Abstract
In the Nineties of the last century the European Commission decided to open the railway market to competition, allowing different railway companies to operate on the same network. Under this framework Infrastructure Managers have to allocate capacity in order to define the timetable, dealing with possible slot conflicts between competing Transport Operators.
An efficient train scheduling requires collecting a lot of information from the Transport Operators, but it may not be in their interests to reveal their private information. Therefore, it may be useful for real-world applications to design methods that provide incentives to Transport Operators for cooperating with the aim of increasing their utility; moreover, this may result in an improvement of the efficiency even for the Infrastructure Managers, so they also have incentives for favouring the cooperation.

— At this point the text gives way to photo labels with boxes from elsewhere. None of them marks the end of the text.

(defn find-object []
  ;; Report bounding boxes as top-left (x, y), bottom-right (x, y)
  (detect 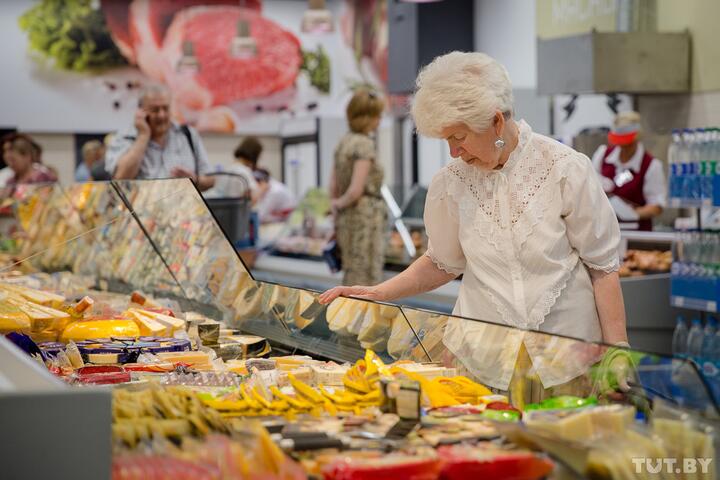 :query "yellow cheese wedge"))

top-left (127, 310), bottom-right (172, 337)
top-left (0, 283), bottom-right (65, 307)
top-left (60, 320), bottom-right (140, 342)
top-left (157, 352), bottom-right (210, 367)
top-left (0, 301), bottom-right (30, 333)
top-left (128, 308), bottom-right (187, 335)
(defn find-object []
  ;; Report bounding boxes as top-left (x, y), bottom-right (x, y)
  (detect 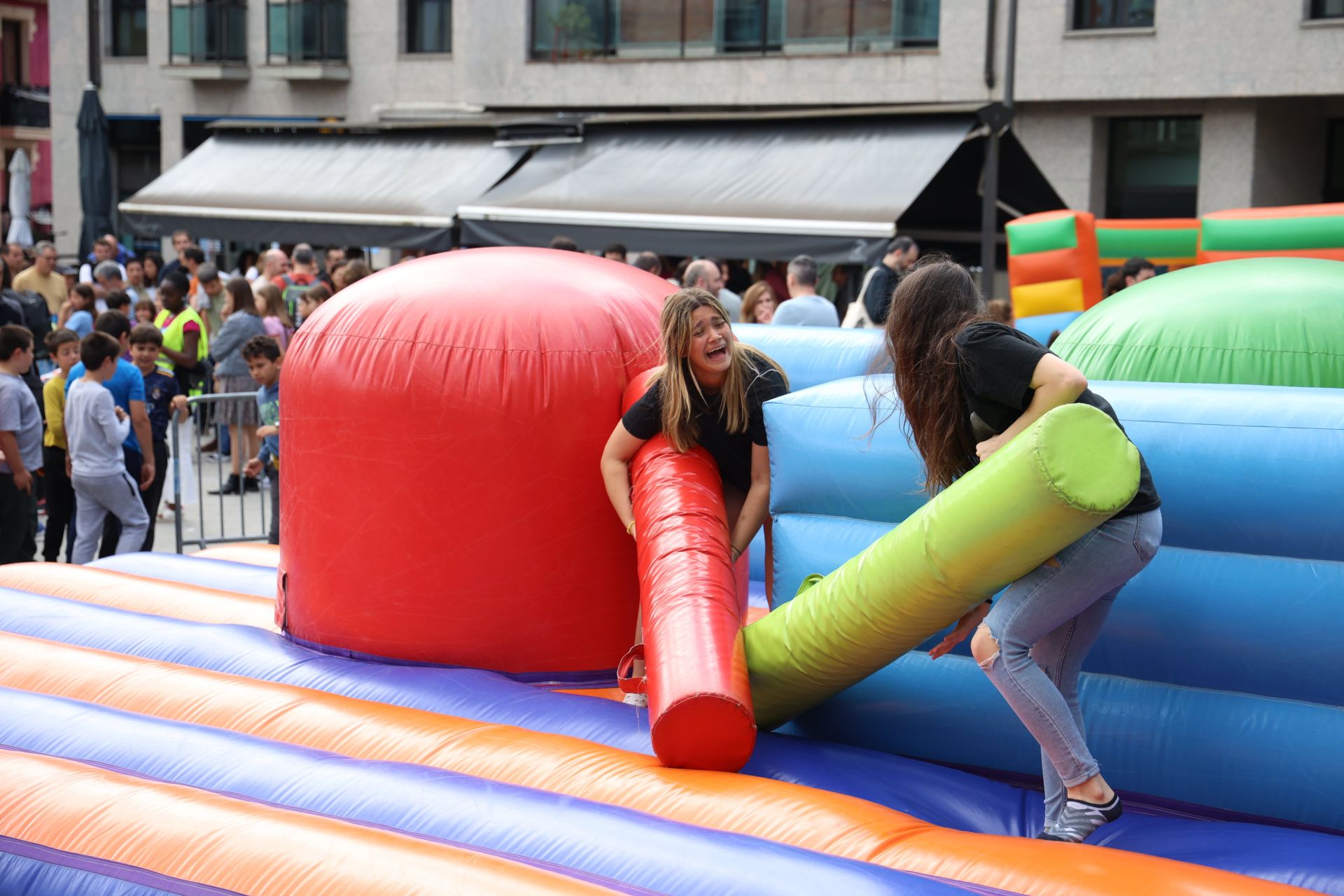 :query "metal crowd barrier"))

top-left (171, 392), bottom-right (276, 554)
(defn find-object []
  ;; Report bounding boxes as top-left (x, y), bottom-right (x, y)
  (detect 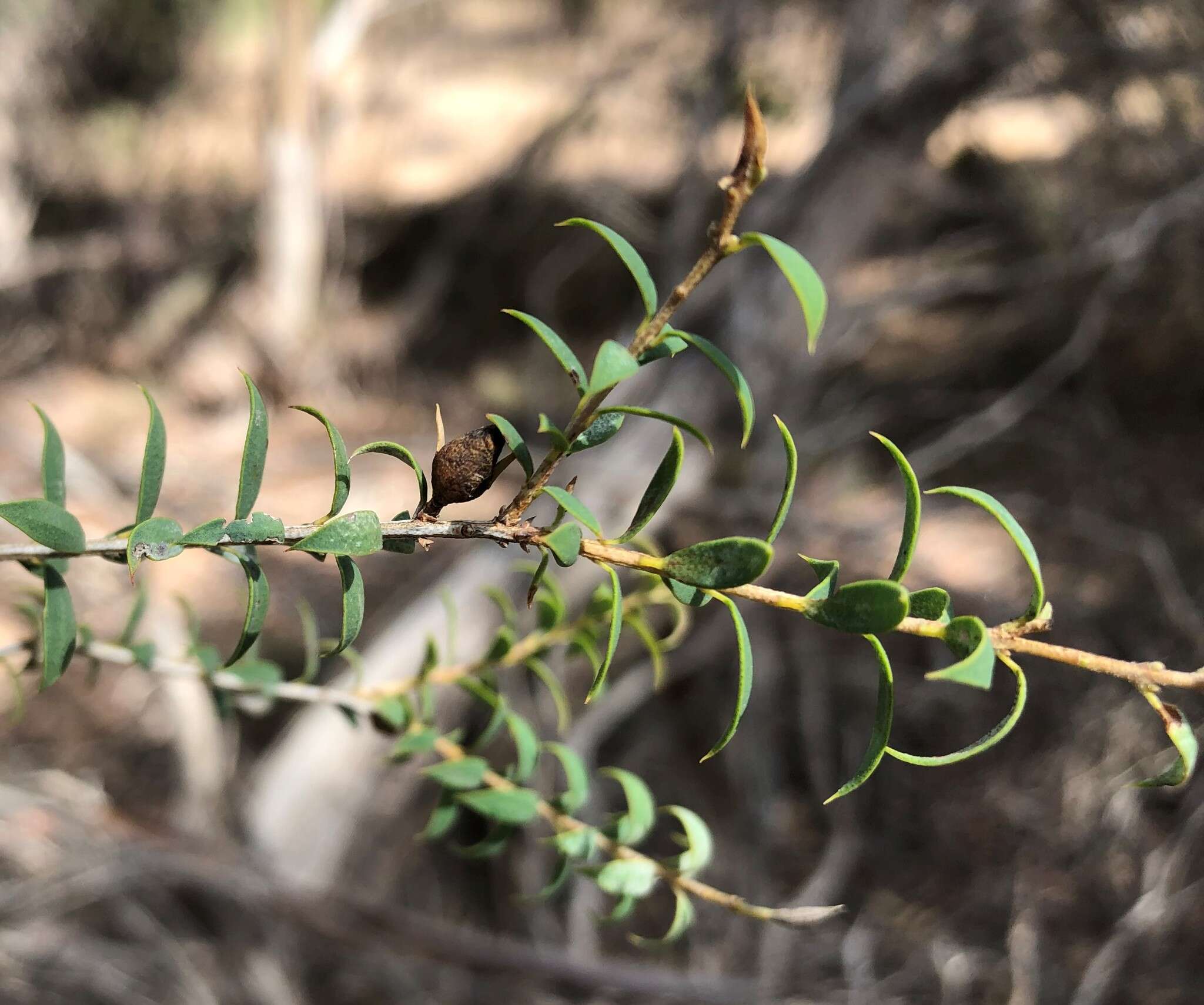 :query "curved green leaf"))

top-left (661, 537), bottom-right (773, 589)
top-left (924, 618), bottom-right (995, 691)
top-left (766, 416), bottom-right (798, 544)
top-left (925, 485), bottom-right (1045, 621)
top-left (499, 310), bottom-right (585, 394)
top-left (886, 655), bottom-right (1028, 768)
top-left (871, 432), bottom-right (920, 582)
top-left (233, 372), bottom-right (267, 520)
top-left (348, 443), bottom-right (431, 507)
top-left (673, 329), bottom-right (756, 448)
top-left (133, 384), bottom-right (168, 526)
top-left (616, 428), bottom-right (685, 544)
top-left (289, 404), bottom-right (352, 522)
top-left (0, 500), bottom-right (86, 555)
top-left (556, 217), bottom-right (656, 318)
top-left (30, 402), bottom-right (68, 505)
top-left (700, 591), bottom-right (752, 763)
top-left (485, 411), bottom-right (534, 478)
top-left (824, 635), bottom-right (895, 806)
top-left (741, 231), bottom-right (827, 353)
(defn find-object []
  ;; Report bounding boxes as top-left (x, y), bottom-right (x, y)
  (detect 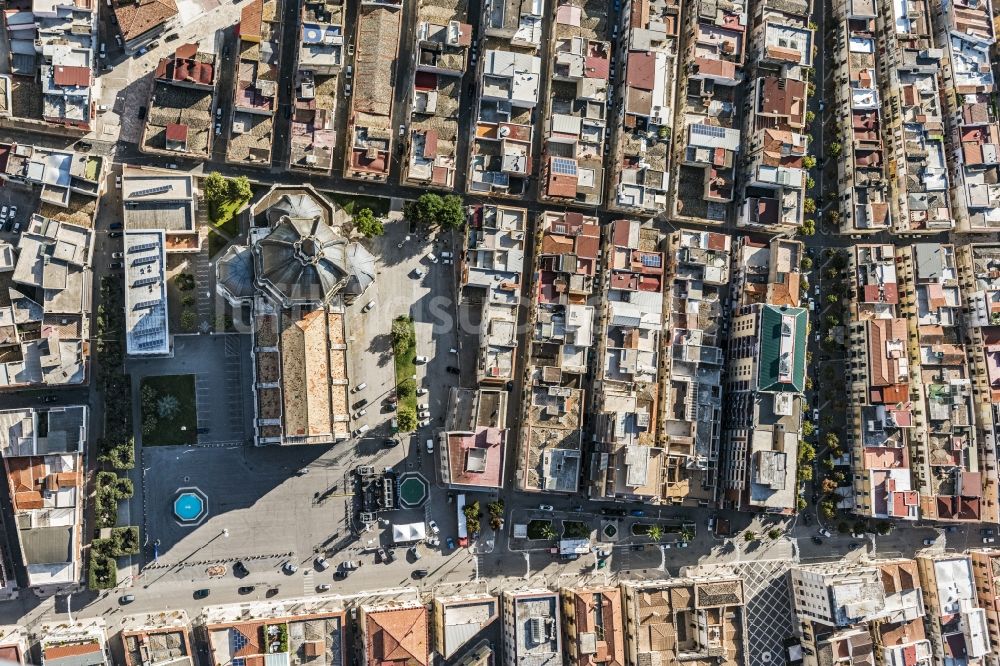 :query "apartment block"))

top-left (39, 618), bottom-right (112, 666)
top-left (404, 0), bottom-right (472, 190)
top-left (831, 0), bottom-right (893, 234)
top-left (344, 3), bottom-right (402, 183)
top-left (110, 0), bottom-right (180, 55)
top-left (288, 0), bottom-right (347, 174)
top-left (847, 244), bottom-right (920, 520)
top-left (197, 597), bottom-right (346, 666)
top-left (4, 0), bottom-right (99, 135)
top-left (559, 586), bottom-right (625, 666)
top-left (539, 0), bottom-right (611, 207)
top-left (0, 406), bottom-right (88, 596)
top-left (431, 594), bottom-right (500, 663)
top-left (461, 204), bottom-right (528, 385)
top-left (589, 220), bottom-right (666, 502)
top-left (466, 47), bottom-right (542, 198)
top-left (140, 43), bottom-right (217, 159)
top-left (0, 215), bottom-right (94, 388)
top-left (658, 230), bottom-right (732, 506)
top-left (608, 0), bottom-right (681, 215)
top-left (119, 610), bottom-right (194, 666)
top-left (719, 239), bottom-right (809, 514)
top-left (621, 576), bottom-right (749, 666)
top-left (517, 212), bottom-right (601, 493)
top-left (671, 0), bottom-right (747, 224)
top-left (934, 0), bottom-right (1000, 232)
top-left (876, 0), bottom-right (954, 233)
top-left (897, 243), bottom-right (983, 521)
top-left (438, 385), bottom-right (510, 491)
top-left (917, 553), bottom-right (991, 666)
top-left (736, 2), bottom-right (815, 230)
top-left (956, 243), bottom-right (1000, 520)
top-left (789, 559), bottom-right (933, 666)
top-left (501, 589), bottom-right (563, 666)
top-left (226, 0), bottom-right (281, 168)
top-left (968, 548), bottom-right (1000, 664)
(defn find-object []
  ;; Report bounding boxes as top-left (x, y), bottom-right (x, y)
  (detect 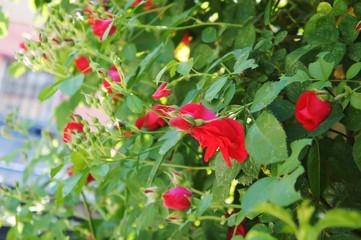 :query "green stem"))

top-left (101, 156), bottom-right (214, 170)
top-left (191, 188), bottom-right (207, 197)
top-left (81, 192), bottom-right (96, 239)
top-left (197, 216), bottom-right (225, 222)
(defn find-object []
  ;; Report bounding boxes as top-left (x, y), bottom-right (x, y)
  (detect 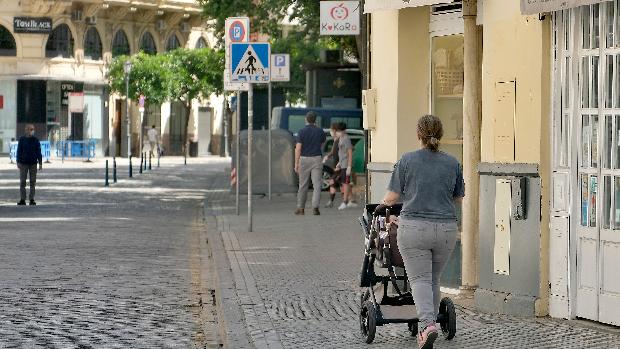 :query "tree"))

top-left (165, 48), bottom-right (224, 153)
top-left (108, 48), bottom-right (224, 155)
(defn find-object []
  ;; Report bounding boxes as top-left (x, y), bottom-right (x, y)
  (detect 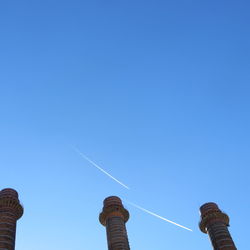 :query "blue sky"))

top-left (0, 0), bottom-right (250, 250)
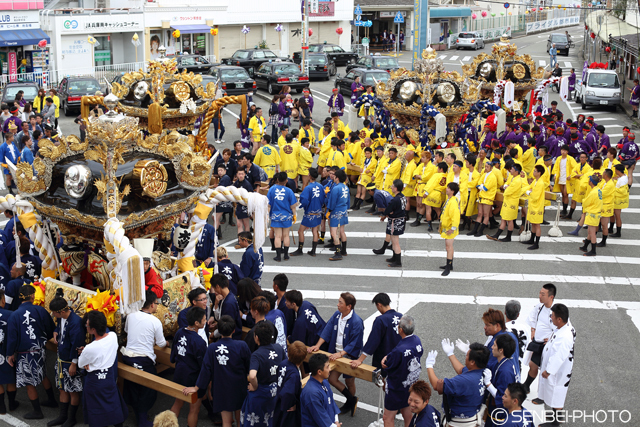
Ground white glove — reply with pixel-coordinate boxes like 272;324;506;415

In this paper we propose a game theoretical model in which the agents (Transport Operators) exchange information on their needs and are compensated by a possible increasing of their utility. This approach represents the situation as a coalition formation problem. In particular, we refer to the C-Solution proposed by Gerber (Rev Econ Design 5:149-175, 1), which is applied to some examples, each with different features. This model requires that information is revealed to a small number of competitors. This is rather important in a market currently still characterized by operator reluctance to an indiscriminate diffusion of information. Furthermore, the low dimension of the problem allows having a low computational complexity.